Ainda bem que na Internet existe espaço para pessoas como nós. Se dependermos apenas dos veículos oficiais de comunicação, teremos sempre que seguir "essa gente careta e covarde".
ResponderExcluirCláudia, bom dia!
ResponderExcluirHá pouco, através de sua página do orkut, eu tomei conhecimento sobre a criação deste espaço para troca de idéias! Conhecedor de sua inteligência e sensibilidade, tenho certeza de que não faltarão assuntos diversos e interessantes, dos mais simples aos mais pontuais, para serem compartilhados conosco.
Por motivos bastante pessoais e conhecidos por você, não evocarei a ditaDURA em si!
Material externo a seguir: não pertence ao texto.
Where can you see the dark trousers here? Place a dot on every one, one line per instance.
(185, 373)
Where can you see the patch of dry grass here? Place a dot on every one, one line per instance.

Estrearei com um comentário a respeito dos desmandos da mídia "porcorativa" brasileira.
Infelizmente, não é de hoje que o editorial do Estado de São Paulo, de O Globo, do Folha de São Paulo, do Jornal do Brasil, de outros grandes jornais e revistas e de outros meios de comunicação primam pela ignorância, pela irresponsabilidade, pelo distanciamento da verdade.
Essa tentativa de destruição da memória realizada por estes meios, pelo menos para mim, não é novidade. Ainda hoje, tentam demonstrar que foram censurados; mas é reconhecida a posição confortável que a maioria destes ocupou no processo de recrudescimento da desinformação durante os "anos de chumbo". Onde está o aprofundamento do debate a respeito de fatos correlatos tão recentes, tais como: a homenagem ao conhecido repressor, torturador e assassino mais temido da época, Sérgio Paranhos Fleury, então delegado do DOPS de São Paulo, que foi tratado como herói nacional em missa; ou o arquivamento do processo contra o coronel e, também, torturador Carlos Alberto Brilhante Ustra, pelo Tribunal de Justiça de São Paulo; ou a "dificuldade" para abertura dos arquivos da ditadura e para revisão da Lei de Anistia. Parece que a "Tradição, Família e Propriedade" ronda-nos todos os dias sob as mais diversas formas...
Cláudia, meu amor, receba meus parabéns e desejos de boa sorte pela sua missão e pela sua iniciativa. Saiba que acredito que a independência, a penetração e a influência dos blogs são de grande valia à democracia da (in)formação cidadã! O senador Eduardo Azeredo, o delegado da Internet, não deve concordar muito comigo...
(Postado pelo amigo Luiz Fernando Estevam)
Ótimo e informativo seu comentário, meu querido e inteligente Luiz Fernando. A forma como os tribunais, a imprensa e as instituições isentam os criminosos da ditadura militar também me provoca arrepios. Como assim e até quando? Como podem tentar anular o que todos fizeram? Será insensibilidade, corporativismo, injustiça, o que será? Para nós, é indignação. Não sei o que podemos fazer, mas, ao menos protestar, ao menos em nossos blogs, que têm alcance limitado, mas existem e mostram parte de pensamentos pouco mais justos. Vamos ver agora no que vai dar essa história do Delegardo Azeredo. Vamos ver! Bjos carregados de saudade para você, meu querido e amado amigo.